The U.S. minimum wage improves access to traditional lines of credit
Economists have studied the employment effects of the minimum wage for more than a century. A fair reading of the full body of research suggests that increases in the minimum wage along the lines experienced in the United States over the past five decades have little or no impact on employment, though there are some holdouts among researchers.
The effects of mandated wage floors, however, almost certainly go well beyond any potential impact on jobs. Two Federal Reserve Board economists, Lisa Dettling and Joanne Hsu, have produced the latest piece of research that takes a broader view of the minimum wage. They find that minimum-wage increases appear to have a large and beneficial impact on access to credit for low-income households.
In a working paper released last month, Dettling and Hsu use detailed data on credit card mailing offers, credit reports, and households’ use of “alternative financial services” (such as payday and pawnshop loans) to see how lenders and low-income workers respond to increases over the past decade and a half in the minimum wage across U.S. states and the District of Columbia.

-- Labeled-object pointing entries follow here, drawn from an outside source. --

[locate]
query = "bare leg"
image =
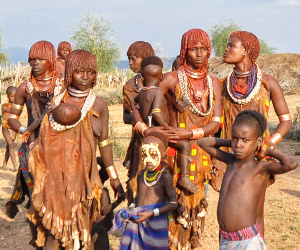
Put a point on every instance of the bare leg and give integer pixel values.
(184, 180)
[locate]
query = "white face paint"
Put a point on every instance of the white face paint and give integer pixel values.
(151, 156)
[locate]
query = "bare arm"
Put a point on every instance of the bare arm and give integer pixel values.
(284, 165)
(212, 146)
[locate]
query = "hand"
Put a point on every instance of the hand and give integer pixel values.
(261, 152)
(177, 134)
(117, 187)
(144, 216)
(26, 136)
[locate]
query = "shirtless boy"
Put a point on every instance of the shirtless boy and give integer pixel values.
(153, 104)
(147, 222)
(244, 179)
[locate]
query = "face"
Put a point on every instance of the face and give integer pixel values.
(234, 53)
(83, 79)
(11, 96)
(64, 53)
(244, 141)
(197, 56)
(39, 66)
(135, 63)
(151, 156)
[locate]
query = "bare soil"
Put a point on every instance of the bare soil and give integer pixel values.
(282, 214)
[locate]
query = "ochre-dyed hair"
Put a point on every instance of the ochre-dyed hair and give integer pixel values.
(140, 49)
(78, 60)
(192, 38)
(249, 42)
(252, 119)
(64, 45)
(43, 50)
(153, 60)
(159, 136)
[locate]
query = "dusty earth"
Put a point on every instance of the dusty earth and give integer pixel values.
(282, 214)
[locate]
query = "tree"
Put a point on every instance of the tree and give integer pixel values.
(94, 34)
(220, 34)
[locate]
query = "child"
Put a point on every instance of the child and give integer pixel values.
(147, 226)
(152, 104)
(8, 134)
(244, 179)
(104, 221)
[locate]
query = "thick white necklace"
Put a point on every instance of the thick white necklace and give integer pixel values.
(183, 83)
(88, 104)
(253, 92)
(57, 89)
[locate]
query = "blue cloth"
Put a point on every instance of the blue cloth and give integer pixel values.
(149, 235)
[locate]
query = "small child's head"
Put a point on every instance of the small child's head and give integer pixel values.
(247, 133)
(11, 92)
(136, 53)
(154, 147)
(151, 70)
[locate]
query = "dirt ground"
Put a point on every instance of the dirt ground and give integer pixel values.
(282, 214)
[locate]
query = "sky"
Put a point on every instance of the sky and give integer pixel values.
(163, 22)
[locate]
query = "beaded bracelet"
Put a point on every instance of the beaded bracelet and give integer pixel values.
(276, 138)
(197, 133)
(102, 144)
(112, 172)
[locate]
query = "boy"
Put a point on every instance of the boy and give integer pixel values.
(244, 179)
(104, 221)
(8, 134)
(147, 226)
(152, 104)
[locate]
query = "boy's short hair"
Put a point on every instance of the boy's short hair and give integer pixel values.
(160, 136)
(151, 60)
(252, 119)
(10, 88)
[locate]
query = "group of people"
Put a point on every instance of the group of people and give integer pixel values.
(172, 155)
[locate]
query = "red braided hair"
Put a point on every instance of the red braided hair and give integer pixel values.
(192, 38)
(78, 60)
(249, 42)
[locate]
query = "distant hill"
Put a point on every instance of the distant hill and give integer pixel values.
(16, 54)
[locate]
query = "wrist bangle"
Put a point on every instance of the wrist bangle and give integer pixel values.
(197, 133)
(285, 117)
(22, 130)
(102, 144)
(276, 138)
(112, 172)
(155, 212)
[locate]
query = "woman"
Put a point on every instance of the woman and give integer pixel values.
(67, 188)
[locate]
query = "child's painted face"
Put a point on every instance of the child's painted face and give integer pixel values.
(244, 141)
(151, 156)
(135, 63)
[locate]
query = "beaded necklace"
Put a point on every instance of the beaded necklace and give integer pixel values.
(88, 104)
(183, 83)
(251, 90)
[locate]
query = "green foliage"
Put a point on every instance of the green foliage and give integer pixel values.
(94, 34)
(220, 34)
(265, 48)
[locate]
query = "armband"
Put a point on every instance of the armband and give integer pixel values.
(17, 106)
(12, 116)
(285, 117)
(141, 127)
(155, 212)
(216, 119)
(22, 130)
(112, 172)
(102, 144)
(197, 133)
(276, 138)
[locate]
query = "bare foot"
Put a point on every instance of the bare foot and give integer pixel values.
(185, 182)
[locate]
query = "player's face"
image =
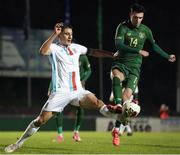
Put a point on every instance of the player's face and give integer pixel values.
(136, 18)
(66, 36)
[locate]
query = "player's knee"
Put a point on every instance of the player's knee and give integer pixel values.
(40, 121)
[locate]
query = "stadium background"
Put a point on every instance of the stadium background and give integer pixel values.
(159, 78)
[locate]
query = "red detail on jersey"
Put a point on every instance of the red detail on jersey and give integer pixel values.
(74, 81)
(70, 52)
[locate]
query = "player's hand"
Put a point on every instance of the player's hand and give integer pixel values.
(116, 55)
(144, 53)
(58, 28)
(172, 58)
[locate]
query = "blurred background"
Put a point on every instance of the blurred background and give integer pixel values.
(25, 75)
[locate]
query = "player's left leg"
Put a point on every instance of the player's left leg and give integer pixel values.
(77, 125)
(129, 130)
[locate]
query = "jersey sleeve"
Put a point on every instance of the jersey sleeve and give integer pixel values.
(119, 41)
(52, 48)
(155, 47)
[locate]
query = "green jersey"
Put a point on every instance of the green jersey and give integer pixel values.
(130, 40)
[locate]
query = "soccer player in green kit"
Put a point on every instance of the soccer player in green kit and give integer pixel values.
(85, 72)
(129, 41)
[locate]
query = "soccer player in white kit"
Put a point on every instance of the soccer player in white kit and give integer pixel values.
(66, 84)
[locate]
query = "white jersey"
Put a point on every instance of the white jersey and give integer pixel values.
(65, 66)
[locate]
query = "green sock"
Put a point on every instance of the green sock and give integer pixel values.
(59, 122)
(117, 90)
(78, 121)
(117, 124)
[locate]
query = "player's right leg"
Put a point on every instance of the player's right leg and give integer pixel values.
(30, 130)
(89, 100)
(77, 125)
(59, 125)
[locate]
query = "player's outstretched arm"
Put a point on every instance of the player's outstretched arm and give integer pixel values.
(100, 53)
(44, 50)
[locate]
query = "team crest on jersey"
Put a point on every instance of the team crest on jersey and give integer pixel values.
(119, 37)
(141, 35)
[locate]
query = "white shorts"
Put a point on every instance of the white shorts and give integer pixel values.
(58, 100)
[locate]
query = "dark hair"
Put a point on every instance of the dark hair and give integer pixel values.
(66, 26)
(137, 8)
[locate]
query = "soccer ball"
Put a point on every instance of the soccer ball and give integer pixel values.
(131, 109)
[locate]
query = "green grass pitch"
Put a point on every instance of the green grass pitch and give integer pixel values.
(95, 143)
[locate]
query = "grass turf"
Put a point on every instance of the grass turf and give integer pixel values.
(95, 143)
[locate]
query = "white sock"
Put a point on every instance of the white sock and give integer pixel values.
(30, 130)
(104, 111)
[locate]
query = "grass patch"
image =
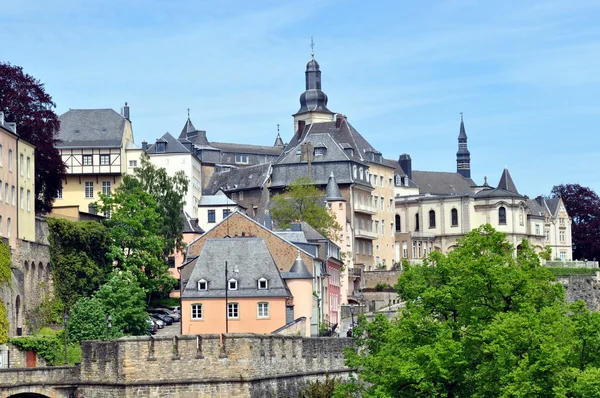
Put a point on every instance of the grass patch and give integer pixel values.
(566, 271)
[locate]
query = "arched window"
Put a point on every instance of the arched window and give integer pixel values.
(431, 219)
(454, 216)
(502, 216)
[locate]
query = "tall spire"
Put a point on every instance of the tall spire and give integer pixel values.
(313, 99)
(463, 156)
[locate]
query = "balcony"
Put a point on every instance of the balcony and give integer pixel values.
(365, 209)
(364, 234)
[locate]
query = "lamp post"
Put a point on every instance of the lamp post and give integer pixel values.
(227, 296)
(108, 325)
(66, 322)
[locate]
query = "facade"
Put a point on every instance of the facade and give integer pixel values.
(93, 144)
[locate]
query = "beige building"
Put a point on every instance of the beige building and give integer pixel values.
(93, 146)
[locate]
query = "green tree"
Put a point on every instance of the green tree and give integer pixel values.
(124, 300)
(169, 193)
(79, 258)
(137, 239)
(479, 323)
(87, 320)
(303, 201)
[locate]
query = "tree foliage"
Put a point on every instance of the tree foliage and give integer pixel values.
(169, 193)
(303, 201)
(124, 300)
(24, 100)
(583, 206)
(79, 258)
(136, 230)
(479, 323)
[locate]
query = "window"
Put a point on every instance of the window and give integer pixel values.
(263, 310)
(243, 159)
(431, 219)
(89, 189)
(233, 310)
(454, 217)
(502, 216)
(232, 284)
(106, 188)
(263, 284)
(196, 311)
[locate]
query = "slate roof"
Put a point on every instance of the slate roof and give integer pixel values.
(249, 177)
(172, 145)
(218, 199)
(91, 128)
(190, 225)
(442, 183)
(249, 255)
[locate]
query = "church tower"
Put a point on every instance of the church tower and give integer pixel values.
(463, 156)
(313, 102)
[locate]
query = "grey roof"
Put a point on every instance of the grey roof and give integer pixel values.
(172, 145)
(332, 192)
(442, 183)
(506, 182)
(85, 128)
(218, 199)
(247, 149)
(190, 225)
(298, 270)
(249, 177)
(249, 255)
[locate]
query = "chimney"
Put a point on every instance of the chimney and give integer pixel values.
(12, 126)
(406, 164)
(338, 120)
(126, 111)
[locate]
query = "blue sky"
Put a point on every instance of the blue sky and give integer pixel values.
(525, 73)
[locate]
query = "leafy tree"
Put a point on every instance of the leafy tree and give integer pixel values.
(24, 100)
(124, 299)
(79, 258)
(479, 323)
(169, 193)
(87, 320)
(583, 206)
(302, 200)
(136, 231)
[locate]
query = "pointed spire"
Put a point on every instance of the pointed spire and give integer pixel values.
(506, 182)
(332, 192)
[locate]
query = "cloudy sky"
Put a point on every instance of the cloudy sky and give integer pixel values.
(525, 73)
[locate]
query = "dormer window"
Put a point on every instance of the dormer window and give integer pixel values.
(232, 284)
(263, 284)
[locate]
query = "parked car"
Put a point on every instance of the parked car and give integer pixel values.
(163, 311)
(159, 322)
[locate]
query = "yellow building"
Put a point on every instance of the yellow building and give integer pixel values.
(93, 145)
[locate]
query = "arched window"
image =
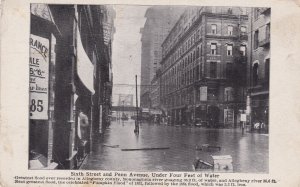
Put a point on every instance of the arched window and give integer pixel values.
(255, 74)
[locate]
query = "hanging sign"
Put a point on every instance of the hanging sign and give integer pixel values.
(38, 77)
(203, 93)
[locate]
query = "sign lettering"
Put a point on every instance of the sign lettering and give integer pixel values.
(38, 77)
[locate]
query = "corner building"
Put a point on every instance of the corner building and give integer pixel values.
(259, 66)
(72, 77)
(203, 67)
(160, 20)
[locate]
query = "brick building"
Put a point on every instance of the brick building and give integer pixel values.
(72, 79)
(160, 20)
(259, 65)
(203, 67)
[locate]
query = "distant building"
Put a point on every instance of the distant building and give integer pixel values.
(259, 65)
(203, 67)
(160, 20)
(125, 100)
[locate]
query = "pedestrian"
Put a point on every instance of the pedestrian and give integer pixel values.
(243, 127)
(83, 126)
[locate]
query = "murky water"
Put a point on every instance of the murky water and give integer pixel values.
(249, 151)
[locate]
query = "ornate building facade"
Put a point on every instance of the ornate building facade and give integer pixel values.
(203, 67)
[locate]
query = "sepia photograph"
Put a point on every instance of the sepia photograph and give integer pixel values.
(149, 88)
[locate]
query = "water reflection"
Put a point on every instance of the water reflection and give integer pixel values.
(249, 151)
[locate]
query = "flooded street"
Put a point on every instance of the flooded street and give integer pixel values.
(249, 151)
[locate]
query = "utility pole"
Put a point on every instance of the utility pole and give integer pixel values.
(137, 129)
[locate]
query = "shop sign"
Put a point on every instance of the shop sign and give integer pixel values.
(38, 77)
(42, 11)
(203, 93)
(228, 93)
(243, 117)
(228, 116)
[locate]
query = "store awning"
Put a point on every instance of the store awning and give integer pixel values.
(85, 68)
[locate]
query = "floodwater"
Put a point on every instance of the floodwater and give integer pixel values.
(249, 151)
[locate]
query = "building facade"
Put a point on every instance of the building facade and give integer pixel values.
(203, 67)
(153, 33)
(68, 76)
(259, 66)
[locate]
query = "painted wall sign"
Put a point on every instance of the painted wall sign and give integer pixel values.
(38, 77)
(228, 116)
(203, 93)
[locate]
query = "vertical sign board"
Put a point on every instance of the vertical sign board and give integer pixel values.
(39, 77)
(203, 93)
(228, 116)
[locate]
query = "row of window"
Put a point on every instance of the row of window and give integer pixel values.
(229, 49)
(214, 29)
(188, 77)
(265, 37)
(200, 95)
(255, 72)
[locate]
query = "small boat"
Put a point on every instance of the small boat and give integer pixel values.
(222, 163)
(200, 165)
(207, 147)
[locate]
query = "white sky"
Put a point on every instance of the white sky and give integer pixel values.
(126, 50)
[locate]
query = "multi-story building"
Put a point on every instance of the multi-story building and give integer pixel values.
(160, 20)
(203, 67)
(70, 73)
(259, 65)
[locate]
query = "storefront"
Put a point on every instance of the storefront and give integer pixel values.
(42, 59)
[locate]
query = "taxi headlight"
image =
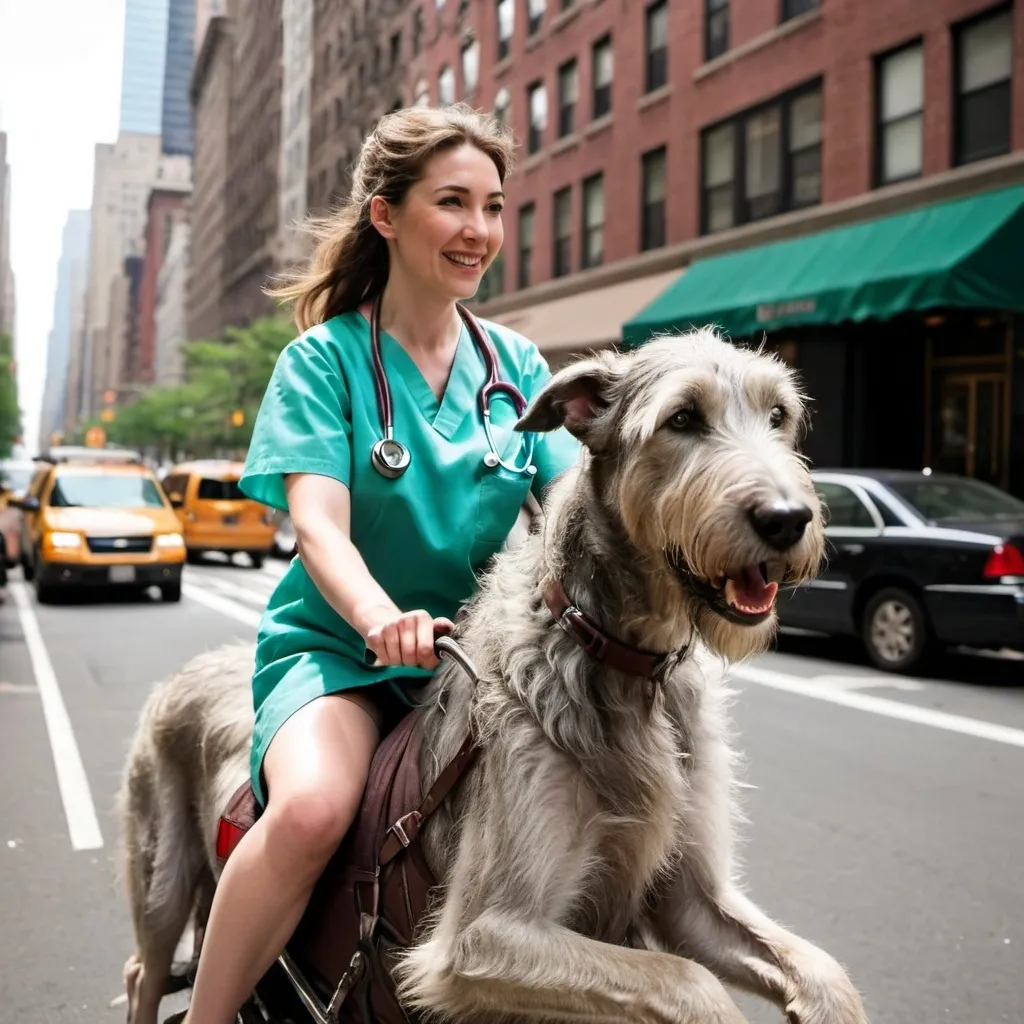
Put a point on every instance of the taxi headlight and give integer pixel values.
(62, 539)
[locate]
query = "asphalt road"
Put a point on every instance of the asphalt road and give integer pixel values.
(886, 814)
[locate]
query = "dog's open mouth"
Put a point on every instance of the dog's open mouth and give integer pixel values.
(744, 595)
(751, 591)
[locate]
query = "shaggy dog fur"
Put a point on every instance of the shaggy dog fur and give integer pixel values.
(601, 806)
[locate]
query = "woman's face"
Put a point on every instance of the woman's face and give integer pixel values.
(449, 228)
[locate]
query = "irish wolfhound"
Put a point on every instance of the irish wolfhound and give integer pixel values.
(601, 803)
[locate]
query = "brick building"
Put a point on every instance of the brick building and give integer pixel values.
(660, 133)
(166, 207)
(211, 99)
(253, 156)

Their statistical analysis suggests that a one-dollar increase in a state’s minimum wage leads to a substantial improvement in the credit situation facing workers in low-income households. Specifically, they find:
- Credit card offers increase by 7 percent
- Borrowing limits on credit card offers increase by between 5 percent and 10 percent
- Interest rate terms improve
- The number of credit cards held increases by 0.8 percent
- Delinquency rates fall by 7.2 percent (9 percent for borrowers with new cards)
- Use of “alternative financial services” falls by between 40 percent and 45 percent
These striking findings have at least two important implications for the policy debate around the minimum wage.
First, cost-benefit analysis of the minimum wage should factor in the impact of the minimum wage outside of its consequences on the labor market. Some research has looked at the way higher wages at the bottom might boost employment by increasing consumer demand, but little research has looked at ways in which the minimum wage might affect credit markets. (An important exception is some earlier research by another group of economists at the Fed.) As Dettling and Hsu note: “our results hint that minimum wage policy could have persistent positive ripple effects on household welfare and financial health through…credit markets.”
Second, increases in the minimum wage may be a more effective tool in the fight against predatory forms of credit, including payday loans, rent-to-own plans, and pawn shops. Dettling and Hsu’s findings suggest that even relatively modest increases in the minimum wage may have a bigger impact on reducing demand for far more costly alternative financial services than other legislative approaches that are more directly aimed at restricting the supply of these same services.